摘要

This paper studies a small-gain theorem for nonlinear stochastic equations driven by additive white noise in both trajectories and stationary distribution. Motivated by the most recent work of Marcondes de Freitas and Sontag [SIAM J. Control Optim., 53 (2015), pp. 2657-2695], we first define the input-to-state characteristic operator K(u) of the system in a suitably chosen input space via a backward Ito integral, and then for a given output function h we define the gain operator as the composition of output function h and the input-to-state characteristic operator K(u) on the input space. Suppose that the output function is either order-preserving or anti-order-preserving in the usual vector order and the global Lipschitz constant of the output function is less than the absolute of the negative principal eigenvalue of the linear matrix.

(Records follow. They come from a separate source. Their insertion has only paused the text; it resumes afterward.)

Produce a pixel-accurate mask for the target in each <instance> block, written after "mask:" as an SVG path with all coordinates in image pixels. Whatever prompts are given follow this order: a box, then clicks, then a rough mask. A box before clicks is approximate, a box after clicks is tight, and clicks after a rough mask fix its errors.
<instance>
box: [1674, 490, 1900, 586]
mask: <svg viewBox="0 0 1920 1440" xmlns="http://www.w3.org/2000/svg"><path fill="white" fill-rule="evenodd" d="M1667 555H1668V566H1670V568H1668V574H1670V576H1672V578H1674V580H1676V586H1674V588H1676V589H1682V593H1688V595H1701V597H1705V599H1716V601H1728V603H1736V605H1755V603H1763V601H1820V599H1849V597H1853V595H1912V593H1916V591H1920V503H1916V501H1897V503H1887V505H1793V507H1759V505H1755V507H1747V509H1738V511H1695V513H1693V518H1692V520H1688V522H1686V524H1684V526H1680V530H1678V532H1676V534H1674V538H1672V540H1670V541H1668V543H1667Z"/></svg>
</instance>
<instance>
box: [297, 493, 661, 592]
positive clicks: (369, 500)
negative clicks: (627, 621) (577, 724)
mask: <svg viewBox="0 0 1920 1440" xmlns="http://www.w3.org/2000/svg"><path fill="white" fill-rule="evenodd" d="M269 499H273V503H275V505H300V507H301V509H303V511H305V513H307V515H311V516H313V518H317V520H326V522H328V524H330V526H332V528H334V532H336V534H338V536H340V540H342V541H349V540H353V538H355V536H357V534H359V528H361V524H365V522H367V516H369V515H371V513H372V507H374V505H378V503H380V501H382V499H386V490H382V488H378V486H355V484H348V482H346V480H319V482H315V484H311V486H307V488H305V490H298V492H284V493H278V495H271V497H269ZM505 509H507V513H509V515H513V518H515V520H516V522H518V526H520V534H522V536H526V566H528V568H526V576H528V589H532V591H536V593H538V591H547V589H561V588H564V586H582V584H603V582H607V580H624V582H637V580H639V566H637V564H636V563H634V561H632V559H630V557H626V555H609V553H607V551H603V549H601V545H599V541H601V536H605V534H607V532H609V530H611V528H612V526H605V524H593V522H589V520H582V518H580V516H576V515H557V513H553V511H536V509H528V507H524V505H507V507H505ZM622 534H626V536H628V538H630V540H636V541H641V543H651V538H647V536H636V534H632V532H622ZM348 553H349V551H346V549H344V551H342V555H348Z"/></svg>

Then we prove the so-called small-gain theorem: the gain operator has a unique fixed point; the image for the input-to-state characteristic operator at the fixed point is a globally attracting stochastic equilibrium for the random dynamical system generated by the stochastic system. Under the same assumption for the relation between the Lipschitz constant of the output function and the maximal real part of the stable linear matrix, we prove that the stochastic system has a unique stationary distribution, which is regarded as a stationary distribution version of the small-gain theorem. These results can be applied to stochastic cooperative, competitive, and predator-prey systems, or even others.